Beklemmende Synthesizer-Klänge, reduzierte Farben und packende Szene, die auch ohne viel Dialog auskommen: Der Kurzfilm „Blinder Himmel“ von Markus Baumeister und Daniel Pütz (wir berichteten) hatte jetzt seine Premiere vor rund 100 geladenen Gästen – coronabedingt war ein Ticketverkauf nicht möglich. Bis dahin war es aber ein langer Weg: Zwei Jahre lang arbeiteten die beiden Filmemacher aus Hemer und Balve an dem Horror-Kurzfilm, ehe er zum ersten Mal über die große Leinwand flimmern konnte.

„Blinder Himmel“ erzählt von einer jungen Frau, gespielt von Lea Knoff, die ein Jahr nach einem schweren Autounfall plötzlich eine Gestalt am Himmel entdeckt, die nur sie sehen kann. Was es damit auf sich hat und welche Strapazen ein junger Mann auf sich nehmen muss, um sie näher kennzulernen, soll an dieser Stelle nicht verraten werden. Doch die Panik, Schuld, Scham und Angst, die die Protagonistin spürt, machen den Kurzfilm zu einem nervenaufreibenden Kinogenuss von 30 Minuten. Und auch die Special Effects sind nichts für schwache Nerven.

Für Filmemacher Reaktion des Publikums interessanter als die Premiere

„Das ist schon recht lang für einen Kurzfilm, aber der nächste Schritt auf dem Weg zum ersten Langfilm“, erklärte Markus Baumeister im Anschluss an die Premiere. War er davor noch „nass geschwitzt“, wie er erzählte, konnte er nach dem Film merklich aufatmen. Denn während die Zuschauer natürlich das Geschehen auf der Leinwand verfolgten, beobachtete der Filmemacher die Reaktionen des Publikums. „Ihr habt genau an den richtigen Stellen geschmunzelt, euch erschrocken, und einige Männer haben sich auch kurz an die Freundinnen geklammert“, stellte er erleichtert fest. Obwohl der Film die meiste Zeit im Hellen spielt, schafft „Blinder Himmel“ es, die Zuschauer ordentlich zu gruseln.

Doch der Weg zur Premiere war lang, wie Daniel Pütz und Markus Baumeister berichteten: Ganz am Anfang stand 2018 eine Zeichnung, die eine junge Frau auf einem verlassenen Weg zeigte, über ihr am Himmel eine Gestalt. Im Anschluss entstanden in einer gemeinsamen Whatsapp-Gruppe erste Skripte, irgendwann ein ganzes Drehbuch und auf einen Casting-Aufruf für die Rollen meldeten sich rund 250 Schauspielerinnen und Schauspieler. Schlussendlich standen dann neben Lea Knoff und Torben Neupert auch der heimische Schauspieler Stefan Selno.

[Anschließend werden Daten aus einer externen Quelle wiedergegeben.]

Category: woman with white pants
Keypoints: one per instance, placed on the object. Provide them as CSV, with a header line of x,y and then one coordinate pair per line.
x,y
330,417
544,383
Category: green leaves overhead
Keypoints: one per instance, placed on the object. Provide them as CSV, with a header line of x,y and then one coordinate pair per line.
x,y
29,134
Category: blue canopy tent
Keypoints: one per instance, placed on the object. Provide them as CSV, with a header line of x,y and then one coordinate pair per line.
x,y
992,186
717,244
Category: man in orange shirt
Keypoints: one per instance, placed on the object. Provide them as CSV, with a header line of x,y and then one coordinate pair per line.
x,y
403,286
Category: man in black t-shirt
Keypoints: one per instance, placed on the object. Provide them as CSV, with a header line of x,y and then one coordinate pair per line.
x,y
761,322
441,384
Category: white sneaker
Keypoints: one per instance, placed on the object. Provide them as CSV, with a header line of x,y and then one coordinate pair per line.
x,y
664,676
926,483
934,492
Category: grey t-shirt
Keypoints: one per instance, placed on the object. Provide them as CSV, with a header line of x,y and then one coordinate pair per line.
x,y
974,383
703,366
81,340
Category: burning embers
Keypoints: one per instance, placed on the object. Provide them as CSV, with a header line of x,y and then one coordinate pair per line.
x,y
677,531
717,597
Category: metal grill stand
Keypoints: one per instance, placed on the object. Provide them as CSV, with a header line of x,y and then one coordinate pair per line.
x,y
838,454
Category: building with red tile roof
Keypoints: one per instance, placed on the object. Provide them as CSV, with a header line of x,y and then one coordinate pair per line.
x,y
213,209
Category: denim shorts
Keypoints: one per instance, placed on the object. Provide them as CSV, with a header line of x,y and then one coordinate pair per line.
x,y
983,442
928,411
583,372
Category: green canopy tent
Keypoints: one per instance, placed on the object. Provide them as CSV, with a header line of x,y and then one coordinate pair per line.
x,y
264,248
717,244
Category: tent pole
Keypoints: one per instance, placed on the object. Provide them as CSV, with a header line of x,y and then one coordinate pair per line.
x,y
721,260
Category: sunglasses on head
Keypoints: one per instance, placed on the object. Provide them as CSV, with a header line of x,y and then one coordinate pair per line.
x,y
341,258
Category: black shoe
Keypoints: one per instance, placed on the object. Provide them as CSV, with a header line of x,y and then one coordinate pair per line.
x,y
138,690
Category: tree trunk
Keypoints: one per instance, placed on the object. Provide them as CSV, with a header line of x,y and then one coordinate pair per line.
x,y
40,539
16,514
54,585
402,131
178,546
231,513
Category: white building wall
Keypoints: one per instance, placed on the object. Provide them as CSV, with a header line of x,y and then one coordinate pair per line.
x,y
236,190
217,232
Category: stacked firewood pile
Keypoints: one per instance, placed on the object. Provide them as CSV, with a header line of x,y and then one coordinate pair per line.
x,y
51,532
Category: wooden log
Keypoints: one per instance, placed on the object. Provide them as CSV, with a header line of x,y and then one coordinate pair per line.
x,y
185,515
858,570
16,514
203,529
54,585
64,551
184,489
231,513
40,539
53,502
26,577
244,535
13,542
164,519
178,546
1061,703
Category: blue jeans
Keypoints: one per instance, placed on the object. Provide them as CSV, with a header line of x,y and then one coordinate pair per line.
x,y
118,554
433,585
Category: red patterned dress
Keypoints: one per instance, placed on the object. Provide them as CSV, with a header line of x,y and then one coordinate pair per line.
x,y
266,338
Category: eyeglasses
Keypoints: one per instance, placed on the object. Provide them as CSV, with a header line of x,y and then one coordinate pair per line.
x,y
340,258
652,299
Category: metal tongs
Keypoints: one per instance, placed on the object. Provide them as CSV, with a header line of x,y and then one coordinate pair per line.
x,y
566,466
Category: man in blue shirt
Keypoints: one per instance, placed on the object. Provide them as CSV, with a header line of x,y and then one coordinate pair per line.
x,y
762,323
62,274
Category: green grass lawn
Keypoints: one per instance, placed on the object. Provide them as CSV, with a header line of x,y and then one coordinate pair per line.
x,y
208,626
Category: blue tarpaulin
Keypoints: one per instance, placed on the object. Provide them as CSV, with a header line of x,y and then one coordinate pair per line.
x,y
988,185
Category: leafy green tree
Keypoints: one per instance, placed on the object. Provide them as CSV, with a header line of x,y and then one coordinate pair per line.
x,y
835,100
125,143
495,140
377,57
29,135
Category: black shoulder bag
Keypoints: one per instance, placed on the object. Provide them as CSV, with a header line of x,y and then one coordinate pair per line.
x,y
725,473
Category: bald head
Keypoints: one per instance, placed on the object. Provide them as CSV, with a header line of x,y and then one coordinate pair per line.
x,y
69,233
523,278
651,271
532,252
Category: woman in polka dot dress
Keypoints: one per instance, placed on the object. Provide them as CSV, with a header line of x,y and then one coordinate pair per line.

Dreh-Locations neben Hemer und Balve auch in Iserlohn

Gedreht wurde unter anderem in Hemer und Balve, aber auch der Campus am Seilersee ist kurz zu sehen. Im Endeffekt dauerte der Dreh nur acht Tage, berichtete Markus Baumeister: „Es wird ganz oft immer dieselbe Situation gedreht, und am Ende wirkt die Szene total rasant.“ Und auch die Premierenvorbereitungen waren – Corona sei Dank – nicht alltäglich: Abstand halten, begrenzte Gästezahl und Kontaktformulare.

Für weitere Schockmomente und echte Horrorstimmung sorgen in „Blinder Himmel“ das Special-Effect-Make-up sowie die visuellen Effekte, die Markus Baumeister im Nachhinein in mühevoller Kleinarbeit am Computer hinzugefügt hat. „So kommt das dazu, was man nicht filmen kann. Wie soll man auch sonst einen Mann am Himmel fliegen lassen?“ Der Mystery-Horror-Kurzfilm soll bald auf Festivaltour gehen und anschließend auch online zu sehen sein.